Both the acf plot and ljung box tests show that the ETS model passes the residual tests. Everything in the ACF plot is within the bounds and the ljung box value is more than 0.05.
vallygirl <- bigZ %>%
slice(1:(n() - 3)) %>%
stretch_tsibble(.init = 36, .step = 3)
vallygirl %>%
model(
'ETS model' = ETS(Arrivals),
'Additive to Log' = ETS(log(Arrivals) ~ error("A") + trend("A") + season("A")),
'Seasonal Naïve Method' = SNAIVE(Arrivals),
'STL decomposition to Log' = decomposition_model(STL(log(Arrivals)), ETS(season_adjust))) %>%
forecast(h = 3) %>%
accuracy(bigZ)
## # A tibble: 4 × 11
## .model Origin .type ME RMSE MAE MPE MAPE MASE RMSSE ACF1
## <chr> <chr> <chr> <dbl> <dbl> <dbl> <dbl> <dbl> <dbl> <dbl> <dbl>
## 1 Additive to Log NZ Test -375. 14347. 11021. 0.200 5.83 0.741 0.746 0.309
## 2 ETS model NZ Test 4627. 15327. 11799. 2.23 6.45 0.793 0.797 0.283
## 3 Seasonal Naïve… NZ Test 8244. 18768. 14422. 3.83 7.76 0.970 0.976 0.566
## 4 STL decomposit… NZ Test 4252. 15618. 11873. 2.04 6.25 0.798 0.812 0.244
Using cross validation, the best method is Additive to Log. The previous best model, ETS model, is the second best using cross validation.
hardstuff <- aus_production %>%
select(Quarter, Cement) %>%
as_tsibble(index = Quarter)
autoplot(hardstuff)
## Plot variable not specified, automatically selected `.vars = Cement`
hardvally <- hardstuff %>%
slice(1:(n()-4)) %>%
stretch_tsibble(.init = 5, .step = 1)
cementmod <- hardvally %>%
model(ETS(Cement),
SNAIVE(Cement)) %>%
forecast(h = "1 year")
vallygirl <- hardstuff %>%
stretch_tsibble(.init = 5, .step = 4)
cementmod2 <- vallygirl %>%
model(ETS(Cement),
SNAIVE(Cement)) %>%
forecast(h= "1 year")
cementacc <- accuracy(cementmod2, hardstuff) %>%
mutate(MSE = (RMSE)^2) %>%
select(MSE, RMSE)
## Warning: The future dataset is incomplete, incomplete out-of-sample data will be treated as missing.

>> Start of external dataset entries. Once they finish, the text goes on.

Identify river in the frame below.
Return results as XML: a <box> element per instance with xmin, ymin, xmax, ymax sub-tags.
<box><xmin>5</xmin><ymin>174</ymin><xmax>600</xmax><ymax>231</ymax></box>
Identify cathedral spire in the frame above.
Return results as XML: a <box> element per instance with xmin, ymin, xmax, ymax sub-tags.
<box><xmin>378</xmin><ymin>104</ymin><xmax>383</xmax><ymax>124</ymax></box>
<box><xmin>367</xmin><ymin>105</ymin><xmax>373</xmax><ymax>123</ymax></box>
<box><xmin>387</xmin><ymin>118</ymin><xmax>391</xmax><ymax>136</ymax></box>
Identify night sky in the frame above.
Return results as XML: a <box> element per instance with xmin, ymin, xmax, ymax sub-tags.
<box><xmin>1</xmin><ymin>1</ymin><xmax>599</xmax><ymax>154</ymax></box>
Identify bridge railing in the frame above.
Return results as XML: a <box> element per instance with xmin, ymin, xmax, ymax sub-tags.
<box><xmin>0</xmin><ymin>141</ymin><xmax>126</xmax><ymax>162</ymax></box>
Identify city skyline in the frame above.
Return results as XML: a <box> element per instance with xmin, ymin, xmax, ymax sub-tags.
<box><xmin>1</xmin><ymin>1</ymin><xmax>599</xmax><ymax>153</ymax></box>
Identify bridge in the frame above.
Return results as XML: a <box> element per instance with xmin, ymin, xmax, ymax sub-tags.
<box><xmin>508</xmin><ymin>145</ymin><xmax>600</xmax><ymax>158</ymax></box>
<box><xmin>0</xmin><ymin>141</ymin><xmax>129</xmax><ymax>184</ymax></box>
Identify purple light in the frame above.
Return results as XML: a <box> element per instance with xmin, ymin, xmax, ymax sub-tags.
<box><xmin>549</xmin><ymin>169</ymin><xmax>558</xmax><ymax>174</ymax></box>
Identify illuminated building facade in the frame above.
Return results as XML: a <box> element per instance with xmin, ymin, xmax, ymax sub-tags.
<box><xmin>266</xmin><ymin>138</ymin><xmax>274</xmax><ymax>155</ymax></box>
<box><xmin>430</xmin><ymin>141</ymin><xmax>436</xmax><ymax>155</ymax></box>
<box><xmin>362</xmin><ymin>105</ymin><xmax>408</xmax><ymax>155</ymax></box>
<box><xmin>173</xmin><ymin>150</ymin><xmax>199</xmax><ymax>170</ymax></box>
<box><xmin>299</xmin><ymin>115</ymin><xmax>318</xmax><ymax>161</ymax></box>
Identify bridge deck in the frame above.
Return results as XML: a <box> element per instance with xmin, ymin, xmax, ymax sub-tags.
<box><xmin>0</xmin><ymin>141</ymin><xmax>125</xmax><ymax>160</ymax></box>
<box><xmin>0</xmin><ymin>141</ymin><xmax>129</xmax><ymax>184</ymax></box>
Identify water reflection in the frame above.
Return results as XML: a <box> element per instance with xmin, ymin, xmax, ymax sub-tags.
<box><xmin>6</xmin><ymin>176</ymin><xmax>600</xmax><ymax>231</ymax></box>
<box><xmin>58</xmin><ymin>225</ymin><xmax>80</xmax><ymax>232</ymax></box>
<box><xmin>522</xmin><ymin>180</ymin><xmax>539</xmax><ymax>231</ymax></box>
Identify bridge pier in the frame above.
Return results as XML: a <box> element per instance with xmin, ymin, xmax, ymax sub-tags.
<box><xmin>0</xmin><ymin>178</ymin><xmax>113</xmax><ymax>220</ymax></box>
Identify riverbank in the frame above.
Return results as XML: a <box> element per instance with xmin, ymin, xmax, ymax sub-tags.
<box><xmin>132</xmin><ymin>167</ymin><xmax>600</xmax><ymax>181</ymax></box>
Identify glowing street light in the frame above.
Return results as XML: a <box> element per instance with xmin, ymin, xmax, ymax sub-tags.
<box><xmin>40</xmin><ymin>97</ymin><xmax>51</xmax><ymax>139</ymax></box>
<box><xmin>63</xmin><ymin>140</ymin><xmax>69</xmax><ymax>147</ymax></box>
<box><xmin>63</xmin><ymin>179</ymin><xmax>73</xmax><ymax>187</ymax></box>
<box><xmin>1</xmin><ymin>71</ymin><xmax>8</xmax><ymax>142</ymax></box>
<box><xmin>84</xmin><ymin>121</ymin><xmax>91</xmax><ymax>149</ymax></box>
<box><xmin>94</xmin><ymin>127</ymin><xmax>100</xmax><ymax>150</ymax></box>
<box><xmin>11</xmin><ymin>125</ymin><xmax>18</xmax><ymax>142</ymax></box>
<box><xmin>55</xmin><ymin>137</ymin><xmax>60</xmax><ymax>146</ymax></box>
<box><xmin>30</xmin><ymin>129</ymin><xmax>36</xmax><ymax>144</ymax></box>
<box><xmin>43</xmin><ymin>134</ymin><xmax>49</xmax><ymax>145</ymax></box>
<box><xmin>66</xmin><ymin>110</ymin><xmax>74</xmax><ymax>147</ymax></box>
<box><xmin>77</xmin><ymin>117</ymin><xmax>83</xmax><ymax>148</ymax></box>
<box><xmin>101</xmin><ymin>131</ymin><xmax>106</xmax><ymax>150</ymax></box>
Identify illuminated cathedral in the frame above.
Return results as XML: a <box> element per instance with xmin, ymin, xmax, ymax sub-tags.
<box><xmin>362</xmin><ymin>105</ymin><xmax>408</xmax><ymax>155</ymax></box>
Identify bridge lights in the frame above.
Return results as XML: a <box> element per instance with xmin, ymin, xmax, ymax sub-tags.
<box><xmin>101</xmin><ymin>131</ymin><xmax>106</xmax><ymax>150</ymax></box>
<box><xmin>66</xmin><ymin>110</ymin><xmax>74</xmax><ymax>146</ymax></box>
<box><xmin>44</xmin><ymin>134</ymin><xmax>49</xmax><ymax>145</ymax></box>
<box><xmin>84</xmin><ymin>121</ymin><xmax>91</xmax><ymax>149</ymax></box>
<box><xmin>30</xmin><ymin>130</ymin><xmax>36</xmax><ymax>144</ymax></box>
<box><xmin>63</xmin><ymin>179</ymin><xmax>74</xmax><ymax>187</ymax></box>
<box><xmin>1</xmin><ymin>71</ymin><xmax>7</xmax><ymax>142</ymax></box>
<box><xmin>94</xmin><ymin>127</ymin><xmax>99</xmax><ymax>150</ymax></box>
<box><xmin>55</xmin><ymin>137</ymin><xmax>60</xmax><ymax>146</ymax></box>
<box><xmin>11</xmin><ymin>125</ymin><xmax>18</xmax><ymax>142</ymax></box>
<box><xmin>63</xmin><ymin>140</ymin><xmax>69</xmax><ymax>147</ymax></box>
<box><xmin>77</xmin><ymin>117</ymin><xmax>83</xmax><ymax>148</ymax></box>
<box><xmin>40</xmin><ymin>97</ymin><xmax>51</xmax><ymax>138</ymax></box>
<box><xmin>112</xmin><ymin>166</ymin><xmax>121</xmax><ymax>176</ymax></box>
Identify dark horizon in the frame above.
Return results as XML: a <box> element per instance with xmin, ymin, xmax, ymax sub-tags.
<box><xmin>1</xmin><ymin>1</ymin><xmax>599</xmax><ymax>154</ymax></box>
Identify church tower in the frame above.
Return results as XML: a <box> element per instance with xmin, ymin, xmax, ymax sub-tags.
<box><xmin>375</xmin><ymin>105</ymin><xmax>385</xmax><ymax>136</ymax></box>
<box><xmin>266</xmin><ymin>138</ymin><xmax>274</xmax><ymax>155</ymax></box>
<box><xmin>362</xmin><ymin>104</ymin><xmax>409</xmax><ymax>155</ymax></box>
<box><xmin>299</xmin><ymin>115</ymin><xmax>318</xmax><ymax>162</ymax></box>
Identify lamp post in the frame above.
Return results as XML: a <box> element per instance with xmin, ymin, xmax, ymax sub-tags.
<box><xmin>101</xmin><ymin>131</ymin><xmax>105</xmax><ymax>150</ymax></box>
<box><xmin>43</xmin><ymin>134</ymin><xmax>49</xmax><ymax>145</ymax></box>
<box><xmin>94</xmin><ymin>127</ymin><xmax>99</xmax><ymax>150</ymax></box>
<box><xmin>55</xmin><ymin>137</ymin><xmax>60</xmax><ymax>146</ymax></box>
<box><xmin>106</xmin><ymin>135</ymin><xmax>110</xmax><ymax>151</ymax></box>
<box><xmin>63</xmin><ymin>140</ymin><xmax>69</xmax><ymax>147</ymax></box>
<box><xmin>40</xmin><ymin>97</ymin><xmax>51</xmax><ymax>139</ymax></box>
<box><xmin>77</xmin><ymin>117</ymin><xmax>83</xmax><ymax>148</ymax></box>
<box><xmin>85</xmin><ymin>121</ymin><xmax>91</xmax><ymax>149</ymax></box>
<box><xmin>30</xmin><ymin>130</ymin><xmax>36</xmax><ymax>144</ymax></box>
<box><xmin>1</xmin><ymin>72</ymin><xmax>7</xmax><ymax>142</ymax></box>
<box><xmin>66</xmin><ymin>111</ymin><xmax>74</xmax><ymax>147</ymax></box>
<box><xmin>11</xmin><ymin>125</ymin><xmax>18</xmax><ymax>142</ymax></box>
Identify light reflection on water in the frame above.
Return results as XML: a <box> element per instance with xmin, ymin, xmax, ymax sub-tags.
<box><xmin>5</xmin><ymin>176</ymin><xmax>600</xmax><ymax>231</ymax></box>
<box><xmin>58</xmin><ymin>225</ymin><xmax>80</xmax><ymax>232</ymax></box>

## 3 observations are missing between 2010 Q3 and 2011 Q1
cementacc
## # A tibble: 2 × 2
## MSE RMSE
## <dbl> <dbl>
## 1 9962. 99.8
## 2 18028. 134.
The ETS seems to be the most accurate model. I expected the ETS model to be best because it is designed for longer data sets and has no trouble estimating the parameters and trend if necessary.